By Petr Janouch
Once again Chechnya made it to the front pages of Europe’s newspapers and on prime time of major broadcasts. Given the protracted conflict which is no longer sexy enough for Western journalists, this much coverage of Chechnya can only mean something extraordinary happened: Another Dubrovka, another Beslan, another presidential assassination? OK, make note of it, count the dead and move on. Wrong again! There is another topic that has become sexy enough to cover and the credit for this goes to the Kremlin’s media strategists. The new topic is called “voting”.
Following the “constitutional referendum” in March 2003, and after one federal (March 2004) and two local (October 2003, August 2004) presidential “elections” and a set of federal parliamentary elections (December 2003), Chechens were once again called to the ballot boxes to prove their voting skills.
The differences between Sunday’s vote and previous ones will be hard to find. Participation may have been somewhat higher this time, even if the official turnout will be far from actual. It has become the norm that on a day like this it’s better to stay home than risk showing up at the wrong time in the wrong place – the probability of terrorist attacks is relatively high and election results are known beforehand, so why bother?
As usual, federal soldiers and state employees had no choice but to vote; most others, however, stayed home. But what does all this matter? Why so much attention to an event with so little political or social importance? Does anyone know what the role of Chechnya’s parliament will be? If it will be the same as in neighboring Daghestan and Ingushetia, the answer is none.
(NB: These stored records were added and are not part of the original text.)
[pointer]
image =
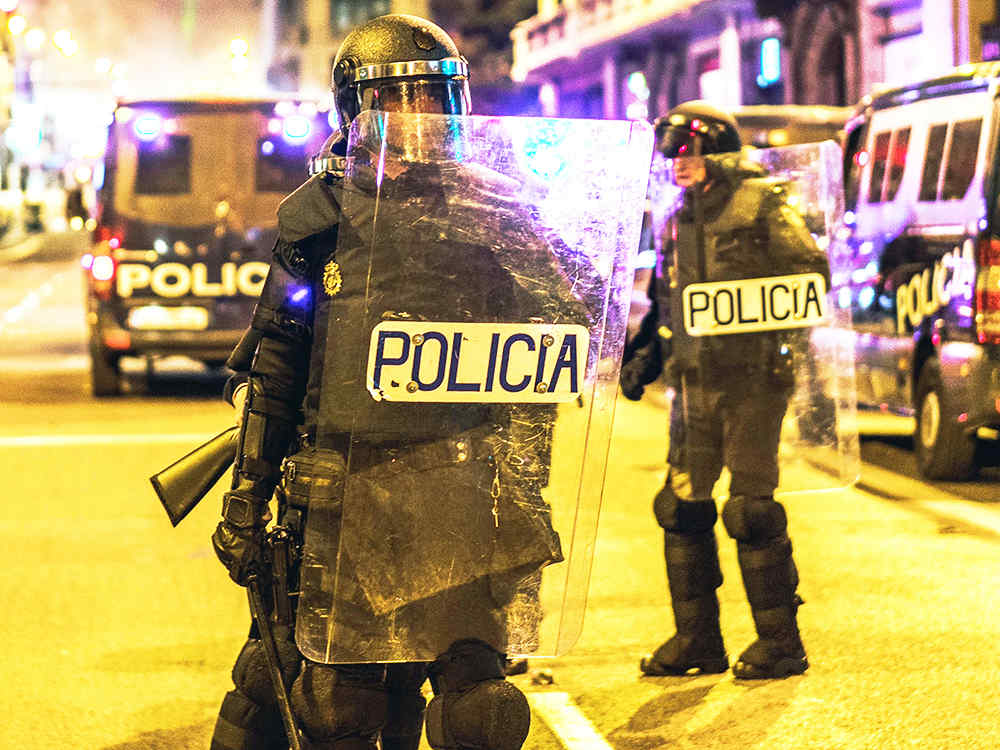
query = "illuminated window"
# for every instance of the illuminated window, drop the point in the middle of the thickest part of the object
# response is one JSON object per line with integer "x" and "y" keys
{"x": 961, "y": 159}
{"x": 933, "y": 158}
{"x": 879, "y": 156}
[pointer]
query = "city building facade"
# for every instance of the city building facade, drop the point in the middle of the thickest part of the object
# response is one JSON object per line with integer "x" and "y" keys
{"x": 637, "y": 58}
{"x": 299, "y": 38}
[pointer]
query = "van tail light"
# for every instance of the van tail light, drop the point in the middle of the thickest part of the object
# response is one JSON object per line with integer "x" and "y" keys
{"x": 988, "y": 290}
{"x": 101, "y": 263}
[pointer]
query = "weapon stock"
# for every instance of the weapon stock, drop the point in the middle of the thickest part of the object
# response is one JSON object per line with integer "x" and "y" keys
{"x": 183, "y": 484}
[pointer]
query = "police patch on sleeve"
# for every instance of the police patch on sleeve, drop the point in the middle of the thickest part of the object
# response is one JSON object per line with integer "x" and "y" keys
{"x": 477, "y": 362}
{"x": 771, "y": 303}
{"x": 332, "y": 280}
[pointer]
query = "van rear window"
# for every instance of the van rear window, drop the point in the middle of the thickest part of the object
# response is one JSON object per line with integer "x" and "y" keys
{"x": 961, "y": 159}
{"x": 932, "y": 162}
{"x": 897, "y": 161}
{"x": 164, "y": 166}
{"x": 281, "y": 166}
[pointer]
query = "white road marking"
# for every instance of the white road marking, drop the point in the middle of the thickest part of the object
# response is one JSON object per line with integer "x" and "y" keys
{"x": 567, "y": 722}
{"x": 975, "y": 514}
{"x": 31, "y": 441}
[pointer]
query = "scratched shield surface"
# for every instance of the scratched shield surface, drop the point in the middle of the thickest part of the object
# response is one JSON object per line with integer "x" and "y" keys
{"x": 754, "y": 258}
{"x": 484, "y": 269}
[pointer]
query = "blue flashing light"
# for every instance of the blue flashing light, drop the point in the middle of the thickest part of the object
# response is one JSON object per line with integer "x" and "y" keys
{"x": 770, "y": 62}
{"x": 148, "y": 127}
{"x": 636, "y": 83}
{"x": 297, "y": 128}
{"x": 546, "y": 150}
{"x": 646, "y": 259}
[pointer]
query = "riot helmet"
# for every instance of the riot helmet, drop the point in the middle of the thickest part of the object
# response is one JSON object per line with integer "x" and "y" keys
{"x": 696, "y": 128}
{"x": 399, "y": 63}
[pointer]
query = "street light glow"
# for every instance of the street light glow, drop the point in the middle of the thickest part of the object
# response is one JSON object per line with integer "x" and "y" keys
{"x": 35, "y": 38}
{"x": 16, "y": 25}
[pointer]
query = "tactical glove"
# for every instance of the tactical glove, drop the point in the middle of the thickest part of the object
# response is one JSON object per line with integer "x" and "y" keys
{"x": 631, "y": 379}
{"x": 239, "y": 538}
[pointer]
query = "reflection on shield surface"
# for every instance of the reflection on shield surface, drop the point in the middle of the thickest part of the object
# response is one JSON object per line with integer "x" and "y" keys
{"x": 485, "y": 269}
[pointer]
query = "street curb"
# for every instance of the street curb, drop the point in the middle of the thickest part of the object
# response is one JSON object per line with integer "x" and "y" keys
{"x": 943, "y": 506}
{"x": 24, "y": 247}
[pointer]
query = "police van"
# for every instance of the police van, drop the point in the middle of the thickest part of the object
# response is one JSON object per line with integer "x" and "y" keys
{"x": 922, "y": 225}
{"x": 186, "y": 222}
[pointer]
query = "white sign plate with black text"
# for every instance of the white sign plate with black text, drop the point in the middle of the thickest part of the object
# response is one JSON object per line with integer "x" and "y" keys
{"x": 771, "y": 303}
{"x": 420, "y": 361}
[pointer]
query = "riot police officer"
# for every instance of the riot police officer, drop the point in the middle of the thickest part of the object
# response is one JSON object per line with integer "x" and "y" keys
{"x": 394, "y": 63}
{"x": 732, "y": 392}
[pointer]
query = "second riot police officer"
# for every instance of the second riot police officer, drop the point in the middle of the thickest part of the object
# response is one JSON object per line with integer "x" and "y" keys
{"x": 730, "y": 222}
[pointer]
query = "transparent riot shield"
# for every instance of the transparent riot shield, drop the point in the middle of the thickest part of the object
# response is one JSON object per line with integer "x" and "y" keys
{"x": 761, "y": 363}
{"x": 478, "y": 300}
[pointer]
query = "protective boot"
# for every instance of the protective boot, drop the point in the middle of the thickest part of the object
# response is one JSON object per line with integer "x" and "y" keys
{"x": 770, "y": 578}
{"x": 693, "y": 574}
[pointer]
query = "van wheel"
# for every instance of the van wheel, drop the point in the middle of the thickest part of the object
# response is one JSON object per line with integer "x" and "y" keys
{"x": 944, "y": 449}
{"x": 105, "y": 371}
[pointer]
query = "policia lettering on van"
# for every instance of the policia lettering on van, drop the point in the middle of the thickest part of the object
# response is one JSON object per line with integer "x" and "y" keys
{"x": 188, "y": 217}
{"x": 922, "y": 222}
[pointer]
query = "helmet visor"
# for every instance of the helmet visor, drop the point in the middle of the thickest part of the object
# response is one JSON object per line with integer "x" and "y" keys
{"x": 444, "y": 96}
{"x": 679, "y": 142}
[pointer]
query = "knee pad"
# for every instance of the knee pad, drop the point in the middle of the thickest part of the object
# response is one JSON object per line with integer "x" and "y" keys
{"x": 491, "y": 715}
{"x": 473, "y": 705}
{"x": 250, "y": 673}
{"x": 754, "y": 519}
{"x": 693, "y": 569}
{"x": 335, "y": 703}
{"x": 243, "y": 724}
{"x": 683, "y": 516}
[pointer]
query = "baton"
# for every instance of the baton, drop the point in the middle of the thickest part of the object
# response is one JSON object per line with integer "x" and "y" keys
{"x": 259, "y": 614}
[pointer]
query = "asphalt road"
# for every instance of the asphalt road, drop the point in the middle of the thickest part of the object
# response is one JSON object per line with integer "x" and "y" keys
{"x": 120, "y": 631}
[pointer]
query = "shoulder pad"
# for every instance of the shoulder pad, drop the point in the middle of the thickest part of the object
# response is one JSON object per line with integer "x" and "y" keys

Is it important to the Chechens which political party won? Do they know what political opinions the prevailing pro-Kremlin parties represent? Does any voter in Russia know this? Do these parties represent any political opinions at all?
Why, then, do we join the “as if” game and pretend to wonder whether the parliamentary “elections” in Chechnya were democratic, or whether they signify yet another step towards normalization in the republic? The answer is: Because we were told to. We were repeatedly told that Chechnya is the last region in the Russian federation not to have freely elected its parliament. As if an elected parliament would be the ultimate guarantee of security and prosperity in present day Russia!
Whatever the genuine results and actual turnout will be for life inside Chechnya, (we’ll never find out anyway) the latest vote means nothing at all. It won’t have any impact on the general situation or on the lives of over a million people who desperately long for a decent life. The biggest change the “elections” will bring is to family budgets of the 58 parliamentarians, all protégés of Ramzan Kadyrov, the “First Deputy Prime-Minister,” who will surely come regularly to collect his kick-back. Even this is actually habitual.
It is a matter of decency and dignity to stop taking part in similar quasi-political farces by caring about events whose only purpose is to make us pay attention to them. This past Sunday nothing extraordinary happened in Chechnya.
Petr Janouch is Prague Watchdog's irregular contributor.